Ce conflit est bien connu des services de mon ministère et de mon cabinet. Il a été ouvert autour du 20 mars et un accord majoritaire, sur lequel vous êtes libre de porter une appréciation, a été signé par deux organisations syndicales, Force ouvrière (FO) et la CFE-CGC, qui ont recueilli 63 % des suffrages exprimés dans l’entreprise lors des dernières élections professionnelles.
La CGT n’a pas souhaité signer cet accord, a laissé le mouvement se poursuivre et a même encouragé sa poursuite.
M. Fabien Gay. Elle a raison !
M. Olivier Dussopt, ministre. Dès le 9 avril, les services de la direction départementale de l’emploi, du travail et des solidarités ont engagé une médiation, qui s’est traduite par une première décision de l’entreprise, en l’occurrence le recrutement de trente personnes en intérim, dont la mission a été transformée en contrat de travail à durée indéterminée le 1er mai dernier.
M. Éric Bocquet. Et les salaires ?
M. Olivier Dussopt, ministre. L’accord qui a été conclu à la fin du mois de mars prévoit une augmentation de la rémunération, non par une voie salariale, c’est vrai, mais par la mise en œuvre de primes et d’autres modalités de rémunération.
M. Pascal Savoldelli. Et ils vont travailler jusqu’à 64 ans !
M. Olivier Dussopt, ministre. Depuis, un certain nombre de contacts ont été pris.
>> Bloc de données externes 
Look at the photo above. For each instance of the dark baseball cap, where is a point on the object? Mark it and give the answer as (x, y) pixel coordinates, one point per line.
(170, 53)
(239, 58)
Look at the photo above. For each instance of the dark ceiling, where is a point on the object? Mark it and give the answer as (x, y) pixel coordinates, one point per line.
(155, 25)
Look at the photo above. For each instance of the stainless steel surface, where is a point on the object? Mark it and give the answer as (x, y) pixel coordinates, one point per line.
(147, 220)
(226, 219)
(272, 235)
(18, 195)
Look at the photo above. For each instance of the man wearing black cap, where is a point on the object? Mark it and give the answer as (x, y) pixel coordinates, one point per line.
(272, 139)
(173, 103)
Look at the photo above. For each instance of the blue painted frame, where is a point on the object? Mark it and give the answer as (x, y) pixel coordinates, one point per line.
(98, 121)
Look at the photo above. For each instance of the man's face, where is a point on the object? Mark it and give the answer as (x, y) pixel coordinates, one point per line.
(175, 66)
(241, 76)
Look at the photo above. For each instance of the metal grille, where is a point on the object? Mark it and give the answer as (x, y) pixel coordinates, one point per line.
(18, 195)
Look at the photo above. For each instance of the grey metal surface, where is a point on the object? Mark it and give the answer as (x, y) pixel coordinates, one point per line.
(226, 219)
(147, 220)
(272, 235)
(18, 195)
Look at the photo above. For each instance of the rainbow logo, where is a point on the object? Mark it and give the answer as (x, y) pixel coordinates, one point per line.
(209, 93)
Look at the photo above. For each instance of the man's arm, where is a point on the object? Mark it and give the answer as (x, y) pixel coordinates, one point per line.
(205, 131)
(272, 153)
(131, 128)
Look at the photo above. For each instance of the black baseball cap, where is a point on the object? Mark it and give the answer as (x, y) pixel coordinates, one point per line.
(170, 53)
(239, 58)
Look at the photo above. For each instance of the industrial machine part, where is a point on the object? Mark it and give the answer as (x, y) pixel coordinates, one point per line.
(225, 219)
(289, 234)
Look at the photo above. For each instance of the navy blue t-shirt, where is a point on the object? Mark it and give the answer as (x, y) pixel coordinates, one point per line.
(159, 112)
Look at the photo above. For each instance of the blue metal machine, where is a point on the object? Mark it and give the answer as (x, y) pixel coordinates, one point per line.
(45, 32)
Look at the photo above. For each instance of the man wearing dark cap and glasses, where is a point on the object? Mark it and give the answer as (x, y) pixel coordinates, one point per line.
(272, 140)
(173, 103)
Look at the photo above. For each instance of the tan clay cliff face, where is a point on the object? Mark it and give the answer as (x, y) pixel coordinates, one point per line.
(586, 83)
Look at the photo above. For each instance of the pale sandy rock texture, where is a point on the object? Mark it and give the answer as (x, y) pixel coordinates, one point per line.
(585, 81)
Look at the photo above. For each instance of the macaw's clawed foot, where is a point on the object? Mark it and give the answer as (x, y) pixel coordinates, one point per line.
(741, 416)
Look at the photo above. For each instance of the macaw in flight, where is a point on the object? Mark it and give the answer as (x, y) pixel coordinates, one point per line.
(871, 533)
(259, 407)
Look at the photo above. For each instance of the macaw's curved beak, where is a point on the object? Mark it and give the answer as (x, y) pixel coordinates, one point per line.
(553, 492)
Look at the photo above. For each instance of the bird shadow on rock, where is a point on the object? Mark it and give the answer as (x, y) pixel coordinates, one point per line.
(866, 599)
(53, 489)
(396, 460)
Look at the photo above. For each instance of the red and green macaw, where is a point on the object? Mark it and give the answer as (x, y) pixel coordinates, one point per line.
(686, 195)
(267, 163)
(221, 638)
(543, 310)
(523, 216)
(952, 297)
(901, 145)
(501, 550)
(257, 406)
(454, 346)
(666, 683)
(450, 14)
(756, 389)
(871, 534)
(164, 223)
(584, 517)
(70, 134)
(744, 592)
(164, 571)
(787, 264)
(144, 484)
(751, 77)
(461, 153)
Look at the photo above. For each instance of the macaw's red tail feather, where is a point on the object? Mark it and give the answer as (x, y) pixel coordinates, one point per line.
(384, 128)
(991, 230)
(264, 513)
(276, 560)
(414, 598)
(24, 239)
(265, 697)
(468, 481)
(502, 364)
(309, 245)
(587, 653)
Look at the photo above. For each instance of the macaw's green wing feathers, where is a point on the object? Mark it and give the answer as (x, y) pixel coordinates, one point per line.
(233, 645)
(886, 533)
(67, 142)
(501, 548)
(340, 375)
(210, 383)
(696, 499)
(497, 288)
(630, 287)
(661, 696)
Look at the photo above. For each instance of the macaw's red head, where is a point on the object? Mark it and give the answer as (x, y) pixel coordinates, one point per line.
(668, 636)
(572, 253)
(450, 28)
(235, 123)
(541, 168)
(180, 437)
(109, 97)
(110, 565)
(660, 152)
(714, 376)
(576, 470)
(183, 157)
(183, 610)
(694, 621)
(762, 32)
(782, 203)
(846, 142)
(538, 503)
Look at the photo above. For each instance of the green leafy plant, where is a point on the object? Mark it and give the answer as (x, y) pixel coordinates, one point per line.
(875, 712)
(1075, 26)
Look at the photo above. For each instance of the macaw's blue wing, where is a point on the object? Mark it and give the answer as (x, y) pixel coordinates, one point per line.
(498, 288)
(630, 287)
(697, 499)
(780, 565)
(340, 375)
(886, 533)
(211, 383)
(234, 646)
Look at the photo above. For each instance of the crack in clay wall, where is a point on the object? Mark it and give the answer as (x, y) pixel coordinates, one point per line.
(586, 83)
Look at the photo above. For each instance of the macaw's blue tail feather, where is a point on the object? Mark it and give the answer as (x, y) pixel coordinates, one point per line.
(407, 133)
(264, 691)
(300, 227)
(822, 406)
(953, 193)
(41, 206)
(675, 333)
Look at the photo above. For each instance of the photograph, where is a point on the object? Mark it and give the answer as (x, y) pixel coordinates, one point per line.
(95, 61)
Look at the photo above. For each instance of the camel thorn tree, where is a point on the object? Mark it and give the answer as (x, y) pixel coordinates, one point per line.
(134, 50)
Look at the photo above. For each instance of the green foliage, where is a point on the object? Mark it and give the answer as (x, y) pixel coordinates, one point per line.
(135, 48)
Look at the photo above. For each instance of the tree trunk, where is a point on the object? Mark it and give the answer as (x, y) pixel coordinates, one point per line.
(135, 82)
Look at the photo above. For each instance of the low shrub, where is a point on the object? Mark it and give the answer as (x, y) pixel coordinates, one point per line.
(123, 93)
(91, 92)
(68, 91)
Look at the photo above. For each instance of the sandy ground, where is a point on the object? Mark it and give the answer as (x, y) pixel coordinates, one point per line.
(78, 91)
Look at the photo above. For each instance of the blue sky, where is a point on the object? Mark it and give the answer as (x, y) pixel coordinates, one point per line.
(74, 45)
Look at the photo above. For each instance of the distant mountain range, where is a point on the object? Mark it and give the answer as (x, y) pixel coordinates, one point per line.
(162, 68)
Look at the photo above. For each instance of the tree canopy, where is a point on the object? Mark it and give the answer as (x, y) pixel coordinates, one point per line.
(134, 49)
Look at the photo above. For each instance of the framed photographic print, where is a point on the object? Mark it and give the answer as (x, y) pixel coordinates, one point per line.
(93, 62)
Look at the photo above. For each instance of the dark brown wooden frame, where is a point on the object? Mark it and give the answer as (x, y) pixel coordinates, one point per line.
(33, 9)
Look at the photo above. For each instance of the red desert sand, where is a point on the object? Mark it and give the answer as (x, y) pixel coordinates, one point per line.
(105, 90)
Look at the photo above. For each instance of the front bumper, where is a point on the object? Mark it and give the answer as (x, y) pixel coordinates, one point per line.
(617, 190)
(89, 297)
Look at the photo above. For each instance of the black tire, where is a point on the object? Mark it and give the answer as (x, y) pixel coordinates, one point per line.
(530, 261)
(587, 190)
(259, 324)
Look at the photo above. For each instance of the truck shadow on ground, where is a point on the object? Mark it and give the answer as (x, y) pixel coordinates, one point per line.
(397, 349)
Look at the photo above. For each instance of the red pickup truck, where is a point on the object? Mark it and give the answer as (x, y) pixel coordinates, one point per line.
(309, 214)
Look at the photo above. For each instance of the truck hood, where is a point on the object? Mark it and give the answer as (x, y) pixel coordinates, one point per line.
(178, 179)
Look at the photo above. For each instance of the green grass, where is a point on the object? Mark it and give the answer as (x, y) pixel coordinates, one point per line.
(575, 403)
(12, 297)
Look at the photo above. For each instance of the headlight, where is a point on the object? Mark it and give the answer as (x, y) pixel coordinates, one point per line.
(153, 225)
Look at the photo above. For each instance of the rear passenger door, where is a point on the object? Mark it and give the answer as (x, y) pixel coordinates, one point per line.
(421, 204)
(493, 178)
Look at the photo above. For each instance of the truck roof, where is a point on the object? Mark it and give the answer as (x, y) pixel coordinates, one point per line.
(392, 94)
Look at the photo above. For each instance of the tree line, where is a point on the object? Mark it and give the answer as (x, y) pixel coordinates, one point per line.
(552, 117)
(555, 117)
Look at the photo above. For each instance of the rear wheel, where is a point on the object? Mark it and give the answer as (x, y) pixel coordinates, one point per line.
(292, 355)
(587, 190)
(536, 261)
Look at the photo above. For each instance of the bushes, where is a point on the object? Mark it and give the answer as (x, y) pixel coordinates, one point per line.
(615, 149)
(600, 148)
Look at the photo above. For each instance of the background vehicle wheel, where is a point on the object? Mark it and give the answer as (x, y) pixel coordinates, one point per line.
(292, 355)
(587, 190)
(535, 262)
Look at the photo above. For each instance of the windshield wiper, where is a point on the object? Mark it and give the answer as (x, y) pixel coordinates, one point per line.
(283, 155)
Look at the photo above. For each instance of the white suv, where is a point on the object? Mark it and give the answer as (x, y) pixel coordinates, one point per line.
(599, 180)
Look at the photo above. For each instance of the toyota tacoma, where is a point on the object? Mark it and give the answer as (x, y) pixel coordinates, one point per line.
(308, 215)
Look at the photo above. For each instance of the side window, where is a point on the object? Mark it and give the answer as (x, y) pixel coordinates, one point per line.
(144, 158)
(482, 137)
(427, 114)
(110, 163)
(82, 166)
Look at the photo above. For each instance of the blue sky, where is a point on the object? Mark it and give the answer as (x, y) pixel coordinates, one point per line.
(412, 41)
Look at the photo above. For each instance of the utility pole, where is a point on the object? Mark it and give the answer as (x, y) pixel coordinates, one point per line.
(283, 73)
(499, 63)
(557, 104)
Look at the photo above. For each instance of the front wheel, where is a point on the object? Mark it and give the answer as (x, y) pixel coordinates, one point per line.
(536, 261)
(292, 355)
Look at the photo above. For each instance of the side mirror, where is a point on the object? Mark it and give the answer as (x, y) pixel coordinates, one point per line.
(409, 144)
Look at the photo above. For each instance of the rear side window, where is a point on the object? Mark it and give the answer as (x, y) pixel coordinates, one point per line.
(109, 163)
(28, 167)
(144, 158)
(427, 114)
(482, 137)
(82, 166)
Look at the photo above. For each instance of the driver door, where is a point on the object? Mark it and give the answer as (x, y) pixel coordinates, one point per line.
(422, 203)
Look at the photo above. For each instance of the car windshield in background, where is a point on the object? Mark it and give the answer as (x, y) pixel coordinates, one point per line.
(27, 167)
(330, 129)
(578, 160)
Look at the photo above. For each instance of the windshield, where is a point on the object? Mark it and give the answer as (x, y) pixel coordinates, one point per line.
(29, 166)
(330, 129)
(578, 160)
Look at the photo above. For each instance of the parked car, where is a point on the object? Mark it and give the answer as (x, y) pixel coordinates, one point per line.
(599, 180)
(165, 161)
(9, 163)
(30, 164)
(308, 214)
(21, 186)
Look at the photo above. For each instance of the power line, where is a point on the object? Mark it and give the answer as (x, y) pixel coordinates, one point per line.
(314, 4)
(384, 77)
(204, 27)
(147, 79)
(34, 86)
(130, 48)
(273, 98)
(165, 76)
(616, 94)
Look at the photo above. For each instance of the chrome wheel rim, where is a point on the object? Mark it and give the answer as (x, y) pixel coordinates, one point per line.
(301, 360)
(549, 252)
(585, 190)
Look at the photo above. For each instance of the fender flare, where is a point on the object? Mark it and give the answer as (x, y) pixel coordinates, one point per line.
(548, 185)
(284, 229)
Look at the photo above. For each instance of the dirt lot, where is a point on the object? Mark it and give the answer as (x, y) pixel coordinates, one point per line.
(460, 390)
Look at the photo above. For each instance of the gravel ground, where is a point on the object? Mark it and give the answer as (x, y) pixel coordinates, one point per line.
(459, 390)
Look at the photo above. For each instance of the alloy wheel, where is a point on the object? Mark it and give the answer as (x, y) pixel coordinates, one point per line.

Mon cabinet a notamment rendu possibles un échange et un rapprochement entre le cabinet de la secrétaire générale de la CGT, Mme Binet, et la direction générale de l’entreprise. Une réunion s’est de nouveau tenue lundi dernier – il y a donc deux jours – avec des propositions nouvelles de la direction que la CGT a de nouveau refusées.
À l’heure où nous parlons, environ soixante-dix salariés sur les trois cent quarante que compte le site sont toujours en grève. D’autres réunions sont prévues. Je souhaite évidemment que le dialogue social permette qu’elles aboutissent, dans le respect tant des prérogatives de chacun que de l’accord majoritaire qui a été signé voilà maintenant quelques semaines.
Madame la sénatrice, vous avez évoqué l’intervention de la police pour retirer les piquets de grève. Celle-ci, qui a eu lieu à la demande du préfet de région, a été décidée en application d’une ordonnance rendue par le tribunal saisi par l’entreprise plusieurs semaines auparavant. (Applaudissements sur les travées du groupe RDPI. – Mme Éliane Assassi s’exclame.)
fret ferroviaire
M. le président. La parole est à M. Michel Dagbert, pour le groupe Rassemblement des démocrates, progressistes et indépendants. (Applaudissements sur les travées du groupe RDPI.)
M. Michel Dagbert. Ma question s’adresse à M. le ministre délégué auprès du ministre de la transition écologique et de la cohésion des territoires, chargé des transports, et porte sur le fret ferroviaire. Comme quoi, dans cet hémicycle, on peut poser deux fois la même question, mais sous un prisme différent… (Exclamations amusées sur les travées des groupes RDPI et Les Républicains. – Protestations sur les travées des groupes GEST et CRCE.)
Subissant la forte concurrence de la route, la part du rail dans le transport de marchandises n’a cessé de diminuer au cours des dernières décennies. Elle a ainsi été divisée par deux entre 2006 et 2019, pour passer de 20 % à 10 %. C’est un fait !
Les avantages du fret ferroviaire sont pourtant indéniables, faisant de celui-ci un formidable outil de décarbonation des activités économiques. Ainsi, un train de marchandises équivaut à quarante camions, il réalise près de dix fois moins d’émissions de CO2 et consomme six fois moins d’énergie à la tonne transportée que le mode routier. Là aussi, c’est un fait.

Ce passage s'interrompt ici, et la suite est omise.